Monday, 18 May 2009

The Wrong Side

So every once in a while you tend to forget how old you are, sometimes deliberately and sometimes you just simply forget because you are really old and age tends to mess with your memory. Just the other day I was talking to my colleagues and they were trying to work out the age differences of those of us hanging around the pantry and I couldn’t be sure of my age. I had to actually do a mental calculation deducting the year I was born against the year we are in only to discover to my horror I was on the wrong side of thirty. Very wrong. Oh my god! I AM OLD! A couple more years and bam I’m on a different scale except this time on the right side of forty. Not much of a consolation that is though.

Some of my colleagues were discussing on buying the lottery and since the numbers we had to pick from were from 1 to 45, we decided to buy everyone’s age as our lucky numbers. I went through the digits and they were like 22, 23, 24, 27 and then it jumped a whole decade plus to 38. The only saving grace from the whole exercise was that there was another number after 38. Again it wasn’t that much of a consolation.

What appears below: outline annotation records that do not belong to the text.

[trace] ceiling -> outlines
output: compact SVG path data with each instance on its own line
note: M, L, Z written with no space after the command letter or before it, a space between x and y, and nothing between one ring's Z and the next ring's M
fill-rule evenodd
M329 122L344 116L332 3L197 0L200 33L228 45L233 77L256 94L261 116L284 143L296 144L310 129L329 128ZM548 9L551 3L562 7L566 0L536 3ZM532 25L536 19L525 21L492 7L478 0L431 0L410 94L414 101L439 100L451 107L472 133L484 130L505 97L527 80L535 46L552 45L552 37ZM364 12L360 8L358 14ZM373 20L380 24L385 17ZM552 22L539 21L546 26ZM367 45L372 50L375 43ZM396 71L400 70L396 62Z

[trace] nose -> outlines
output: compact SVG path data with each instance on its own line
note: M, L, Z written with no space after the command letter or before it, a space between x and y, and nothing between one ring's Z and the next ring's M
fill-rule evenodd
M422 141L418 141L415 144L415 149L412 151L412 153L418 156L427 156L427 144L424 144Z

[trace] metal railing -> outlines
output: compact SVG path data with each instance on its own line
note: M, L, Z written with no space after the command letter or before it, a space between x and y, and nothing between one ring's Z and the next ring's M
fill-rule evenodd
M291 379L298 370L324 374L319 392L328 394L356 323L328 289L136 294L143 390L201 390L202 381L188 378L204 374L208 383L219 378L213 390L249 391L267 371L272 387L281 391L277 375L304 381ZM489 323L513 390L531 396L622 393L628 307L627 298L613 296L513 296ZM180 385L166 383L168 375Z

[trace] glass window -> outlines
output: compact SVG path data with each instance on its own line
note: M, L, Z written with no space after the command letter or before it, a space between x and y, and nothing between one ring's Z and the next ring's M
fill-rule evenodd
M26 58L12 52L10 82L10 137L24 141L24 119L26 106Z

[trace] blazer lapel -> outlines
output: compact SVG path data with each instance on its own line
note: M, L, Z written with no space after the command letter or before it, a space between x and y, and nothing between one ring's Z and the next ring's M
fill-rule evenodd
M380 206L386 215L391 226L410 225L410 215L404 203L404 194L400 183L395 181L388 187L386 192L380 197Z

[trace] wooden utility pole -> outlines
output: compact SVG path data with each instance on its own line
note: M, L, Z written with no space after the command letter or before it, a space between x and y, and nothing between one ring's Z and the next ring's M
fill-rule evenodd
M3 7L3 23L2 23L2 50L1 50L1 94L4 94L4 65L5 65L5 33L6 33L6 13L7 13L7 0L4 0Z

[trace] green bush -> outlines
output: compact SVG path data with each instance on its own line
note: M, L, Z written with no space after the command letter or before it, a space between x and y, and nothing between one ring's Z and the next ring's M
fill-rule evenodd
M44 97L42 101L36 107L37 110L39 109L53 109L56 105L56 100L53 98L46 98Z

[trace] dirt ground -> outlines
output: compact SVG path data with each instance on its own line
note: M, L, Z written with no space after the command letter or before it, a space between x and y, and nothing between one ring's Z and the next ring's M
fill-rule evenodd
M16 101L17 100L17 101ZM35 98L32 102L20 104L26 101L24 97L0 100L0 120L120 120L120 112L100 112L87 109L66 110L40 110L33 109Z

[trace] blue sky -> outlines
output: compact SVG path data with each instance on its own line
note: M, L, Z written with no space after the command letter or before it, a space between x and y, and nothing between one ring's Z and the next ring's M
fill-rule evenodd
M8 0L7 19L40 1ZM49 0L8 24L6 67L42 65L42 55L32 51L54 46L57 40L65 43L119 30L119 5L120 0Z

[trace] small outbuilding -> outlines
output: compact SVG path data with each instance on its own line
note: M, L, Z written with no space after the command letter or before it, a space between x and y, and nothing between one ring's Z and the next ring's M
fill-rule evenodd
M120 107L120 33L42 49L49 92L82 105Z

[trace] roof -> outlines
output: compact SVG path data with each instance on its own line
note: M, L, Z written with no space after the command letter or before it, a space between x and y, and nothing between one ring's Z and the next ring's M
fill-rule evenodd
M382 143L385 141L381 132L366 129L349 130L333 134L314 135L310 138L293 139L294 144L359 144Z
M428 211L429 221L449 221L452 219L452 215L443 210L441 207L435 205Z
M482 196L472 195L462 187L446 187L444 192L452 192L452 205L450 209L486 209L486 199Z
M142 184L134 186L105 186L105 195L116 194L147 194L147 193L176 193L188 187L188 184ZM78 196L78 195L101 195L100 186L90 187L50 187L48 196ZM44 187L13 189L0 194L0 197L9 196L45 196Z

Just when you think it couldn't get any worse, reality check hits you right smack in your face and you are called an uncle. In this part of the world where we live in, the term uncle doesn’t always make you a relative of the person calling you that. Generally, it’s used loosely on someone who is more of an elder as a form of respect.

Now, I’m fine being termed an uncle, don’t get me wrong but I’m not so fine being called an uncle by someone clearly older than myself by a good 25 years! That’s just depressing! My company had organized a sale recently and some UNCLE approached me and started a small talk about how he’s not sure if his son who is in his late teens will like the design and color of the shoe he just picked and all. Since it was a lull period, I decided to be a good salesman by participating in his conversation.

And then he did the unbelievable. He called me UNCLE! He is bloody in his 50’s and he called me an UNCLE! U.N.C.L.E.!!!! ‘Eh uncle the shoes cheap huh, all past season huh.’ *Wink* ‘How often you guys do sales like these huh uncle? ’ *Wink* I had a good idea where the shoe he picked for his son was going to go after he called me that. Right into his mouth, down the esophagus and out of his ass that’s where! And he had this habit of trying to do a cool charming dude act with a wink every now and then when he passed some comment which he thought was smart like ‘cheap because its past season’, ‘shoes are all from china today’, ‘some shoes don’t last but your brand is the most lasting’ ‘my face is crinkled and needs ironing but I have no idea why I called you uncle still.’ Alright he didn’t say the last bit but he is in his 50s and for some reason he felt compelled to address me respectfully as an elder of the clan.

Now nothing thrills me to bits than to be recognized as a leader of a clan which are generally helmed by people in their 80’s or look 80. So, thank you uncle for making my day. I finally get the respect I had hankered for my last 38 years. I am now officially an uncle. I need to go eat some goat’s placenta. Anyone know of a sale going on for that?